Alimentatore stabilizzato da 1.25 a 15V 5A, -1.25 a -15V 1.5A, +/-5V fissi 1A
Questo e' il fratello maggiore di
Mini Supply, nato perche' mi serviva
un'alimentatore da laboratorio in grado di fornire tensioni positive e negative regolabili in un
range compreso fra 0 e +/-15 V. Seguendo il consiglio di amici mi ero procurato dei vecchi alimentatori
da pc, credo si chiamino atx. Sull'etichetta dichiaravano +/-12V ma misurandoli si arrivava al pelo ai +12V mentre per la negativa si era intorno ai -9V. Stessa cosa per quanto
riguardava la +/- 5V, quasi ok sulla positiva, circa -3.6V sulla negativa.
Non andavano bene, soprattutto se si devono alimentare degli operazionali con tensioni simmetriche e poi non avrei avuto la possibilita' di "vedere"
la tensione in uscita se non controllando ogni volta col multimetro.
La parte piu' difficile della realizzazione e' stata reperire una scatola che riuscisse a contenere il tutto. Tenete contro
che stavolta ho usato un trasformatore, smontato da un quadro elettrico, che e' abbastanza grande.
Per fare le cose per bene inizialmente avrei voluto racchiudere i circuiti all'interno di una scatola
metallica. Ma non mi e' mai passato per la testa di andare ad acquistare una scatola in metallo di dimensioni :
240 * 190 * 95 !!!! Chissa quanto costa !!
Ho quindi ripiegato sulla solita scatola di derivazione, di enormi proporzioni. Con buona pace dei miei circuiti
che dovranno convivere col ronzio a 50 Hz. Ci sono sempre i filtri notch, al limite.
Come potete vedere dalle figura 1 e 2 ho equipaggiato l'alimentatore con un voltmetro ed un amperometro, sull'uscita positiva, che
questa volta date le dimensioni del trafo dovrebbe essere in grado di poter erogare fino a 5A ed un voltmetro sull'uscita negativa.

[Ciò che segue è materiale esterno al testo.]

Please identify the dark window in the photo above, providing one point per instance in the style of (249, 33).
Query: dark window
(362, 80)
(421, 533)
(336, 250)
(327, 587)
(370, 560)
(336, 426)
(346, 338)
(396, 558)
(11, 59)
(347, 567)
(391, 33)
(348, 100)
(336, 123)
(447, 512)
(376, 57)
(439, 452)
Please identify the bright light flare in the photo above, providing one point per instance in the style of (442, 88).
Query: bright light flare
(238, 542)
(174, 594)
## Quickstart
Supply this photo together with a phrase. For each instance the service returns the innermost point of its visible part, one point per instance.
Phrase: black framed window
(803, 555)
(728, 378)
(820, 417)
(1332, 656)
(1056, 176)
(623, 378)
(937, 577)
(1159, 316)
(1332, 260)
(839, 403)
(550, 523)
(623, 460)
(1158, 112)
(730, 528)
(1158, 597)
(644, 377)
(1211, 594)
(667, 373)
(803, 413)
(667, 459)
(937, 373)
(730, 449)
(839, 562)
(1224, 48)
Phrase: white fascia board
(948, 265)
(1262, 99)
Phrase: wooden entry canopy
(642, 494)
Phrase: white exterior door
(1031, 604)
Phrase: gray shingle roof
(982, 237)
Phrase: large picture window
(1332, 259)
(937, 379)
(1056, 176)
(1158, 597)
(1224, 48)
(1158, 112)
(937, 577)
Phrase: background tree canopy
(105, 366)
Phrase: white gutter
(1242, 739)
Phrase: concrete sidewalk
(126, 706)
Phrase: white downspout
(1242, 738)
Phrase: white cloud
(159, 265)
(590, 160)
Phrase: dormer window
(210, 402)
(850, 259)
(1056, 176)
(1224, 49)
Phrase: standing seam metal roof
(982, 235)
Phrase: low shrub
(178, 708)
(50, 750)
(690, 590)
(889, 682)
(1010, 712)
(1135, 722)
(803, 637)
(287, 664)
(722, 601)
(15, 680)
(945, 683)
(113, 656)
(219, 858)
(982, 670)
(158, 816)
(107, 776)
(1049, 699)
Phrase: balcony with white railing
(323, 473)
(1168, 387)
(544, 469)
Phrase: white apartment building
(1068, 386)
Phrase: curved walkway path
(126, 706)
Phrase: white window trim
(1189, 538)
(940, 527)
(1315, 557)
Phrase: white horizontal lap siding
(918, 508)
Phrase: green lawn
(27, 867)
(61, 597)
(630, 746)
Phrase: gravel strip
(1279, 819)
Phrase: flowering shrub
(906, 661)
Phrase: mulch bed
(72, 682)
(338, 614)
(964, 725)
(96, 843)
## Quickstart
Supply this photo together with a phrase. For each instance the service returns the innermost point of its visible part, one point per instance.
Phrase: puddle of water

Poi ci sono due belle manopole per regolare le tensioni e due led che indicano che i due rami di alimentazione
sono attivi. Questa volta il primario del trafo non e' sempre alimentato perche' di fianco alla spina, c'e' ma non si vede, ho messo un interruttore
che intercetta la fase a 220V. Mi sono di nuovo scordato di inserire un fusibile di protezione, ma voi potete farlo se decidete di
realizzare questo progetto.
Il regolatore che si occupa di fornire la tensione variabile positiva, di nuovo un LM338K, stavolta e' montato su una grande aletta
di raffreddamento che dovrebbe essere in grado di far lavorare il regolatore fino al limite delle sue possibilita'.
Per ogni ramo ho messo delle boccole, una nera per la massa e due rosse, rispettivamente uscita variabile e uscita fissa, per il ramo positivo, una nera
per la massa e due blu, rispettivamente uscita variabile ed uscita fissa, per il ramo negativo.
Come vedete il pannello frontale dell'alimentatore c'e' una serigrafia.
Per realizzarla con poca spesa : un foglio di carta lucida, una bomboletta di vernice spray e della colla, andate a visitare questo
interessantissimo sito :
http://www.jofi.it/fiser/.
E adesso non resta che dotarsi di diversi cavetti intestati con banane e iniziare ad usare il Power Supply.